На 1400 оборотов у Frostwin 82 градуса, а у Lucifer на 1300 - 79. Имхо, но второй вариант лучше)

----------


## darvin

> На 1400 оборотов у Frostwin 82 градуса, а у Lucifer на 1300 - 79. Имхо, но второй вариант лучше)


ничего себе, ожидал другие показатели увидеть) оказывается не всегда количество превосходит качество)

----------


## Mickelson

> На 1400 оборотов у Frostwin 82 градуса, а у Lucifer на 1300 - 79. Имхо, но второй вариант лучше)


это откуда у вас такая инфа? можно источники?

----------


## darvin

> это откуда у вас такая инфа? можно источники?


да эти показатели можно увидеть почти в каждом обзоре. ранее отдавал предпочтение Frostwin, но теперь только Lucifer)

----------


## Garg

> это откуда у вас такая инфа? можно источники?


FROSTWIN
DeepCool Lucifer
Система, которая для тестов использовалась в принципе схожа.

----------


## darvin

для тех, кому важен внешний вид, то вот ещё неплохой вариант с подсветкой и тоже неплохим охлаждением Deepcool GAMMAXX 400

----------


## Garg

Хм, по-моему он уступает двум моделям выше. Но для любителей  красивого он вполне неплох)

----------


## dastin

это более обычная модель, выше писали про топовые...вы даже по ценнику сравните их и наглядно. А так все годные у DeepCool кулера.

----------


## Garg

> вы даже по ценнику сравните их и наглядно.
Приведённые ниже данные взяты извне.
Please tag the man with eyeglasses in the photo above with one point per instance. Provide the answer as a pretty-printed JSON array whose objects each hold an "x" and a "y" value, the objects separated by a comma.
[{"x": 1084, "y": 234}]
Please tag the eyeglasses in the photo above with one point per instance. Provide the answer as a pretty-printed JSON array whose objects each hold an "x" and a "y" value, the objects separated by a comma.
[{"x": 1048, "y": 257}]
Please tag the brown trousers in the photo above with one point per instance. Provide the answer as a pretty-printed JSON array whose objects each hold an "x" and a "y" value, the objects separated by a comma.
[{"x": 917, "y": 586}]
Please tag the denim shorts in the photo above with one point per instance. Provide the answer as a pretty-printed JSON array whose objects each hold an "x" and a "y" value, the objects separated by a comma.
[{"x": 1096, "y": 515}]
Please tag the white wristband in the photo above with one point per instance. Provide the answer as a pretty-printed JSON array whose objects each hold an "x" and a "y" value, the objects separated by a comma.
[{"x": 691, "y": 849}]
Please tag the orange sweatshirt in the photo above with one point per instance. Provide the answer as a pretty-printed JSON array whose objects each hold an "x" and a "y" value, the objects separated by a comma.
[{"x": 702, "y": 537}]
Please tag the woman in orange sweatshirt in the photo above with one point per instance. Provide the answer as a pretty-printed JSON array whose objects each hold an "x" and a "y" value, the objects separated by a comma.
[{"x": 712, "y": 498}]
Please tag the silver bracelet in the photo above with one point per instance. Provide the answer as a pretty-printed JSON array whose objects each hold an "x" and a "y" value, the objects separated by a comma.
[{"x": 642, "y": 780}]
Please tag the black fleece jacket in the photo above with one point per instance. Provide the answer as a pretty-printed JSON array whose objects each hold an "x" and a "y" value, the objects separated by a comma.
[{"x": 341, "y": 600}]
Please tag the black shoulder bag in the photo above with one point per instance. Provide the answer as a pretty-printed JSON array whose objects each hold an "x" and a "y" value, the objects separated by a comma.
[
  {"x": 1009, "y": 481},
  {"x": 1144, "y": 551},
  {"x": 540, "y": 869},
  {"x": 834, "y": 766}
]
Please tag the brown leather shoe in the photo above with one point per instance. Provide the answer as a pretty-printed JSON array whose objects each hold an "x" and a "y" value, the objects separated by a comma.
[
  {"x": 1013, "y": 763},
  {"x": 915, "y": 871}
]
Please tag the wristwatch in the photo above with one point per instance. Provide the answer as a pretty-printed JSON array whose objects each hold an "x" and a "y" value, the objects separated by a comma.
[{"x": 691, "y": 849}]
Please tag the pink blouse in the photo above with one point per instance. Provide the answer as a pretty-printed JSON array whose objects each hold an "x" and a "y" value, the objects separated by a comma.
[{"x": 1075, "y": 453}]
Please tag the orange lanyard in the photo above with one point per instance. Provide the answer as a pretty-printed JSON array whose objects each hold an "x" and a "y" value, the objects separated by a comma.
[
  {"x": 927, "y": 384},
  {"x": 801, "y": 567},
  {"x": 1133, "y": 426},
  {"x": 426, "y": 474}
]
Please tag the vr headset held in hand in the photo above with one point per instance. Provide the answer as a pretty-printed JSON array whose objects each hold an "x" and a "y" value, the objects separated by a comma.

Ну так на мой взгляд лучше уж немного переплатить, но взять то, что более эффективно охлаждает.)

----------


## darvin

> это более обычная модель, выше писали про топовые...вы даже по ценнику сравните их и наглядно. А так все годные у DeepCool кулера.


ну так я и не говорил, что он эффективнее в охлаждении. это чистов ариант для любителей красоты) а так да, выше варианты гораздо лучше

----------


## Garg

> это чистов ариант для любителей красоты)


Что в нём красивого то? Большой он какой-то. Ну да, есть подсветка. Но толку от неё в закрытом корпусе)

----------


## Deus Ex

Подсветка это вообще дело последнее, я тоже раньше таким увлекался, а потом понял что все это лишнее, главное качество

----------


## Garg

Вот-вот. Хоть и некой переплаты за неё нет, но всё равно, самые топовые кулера идут без неё. И слава богу)

----------


## Rokis

Привет, у меня та же проблема, тоже стоит i5 3470, греется, старый кулер умирает по тиху, вот думаю купить новый, а почему вы отдаёте приоритет DeepCool ? Они оправдывают себя?

----------


## Deus Ex

Ну так скажем ничего особенного просто по цене и по эффективности вполне норм, есть конечно и конкуренты))

----------


## dastin

> Привет, у меня та же проблема, тоже стоит i5 3470, греется, старый кулер умирает по тиху, вот думаю купить новый, а почему вы отдаёте приоритет DeepCool ? Они оправдывают себя?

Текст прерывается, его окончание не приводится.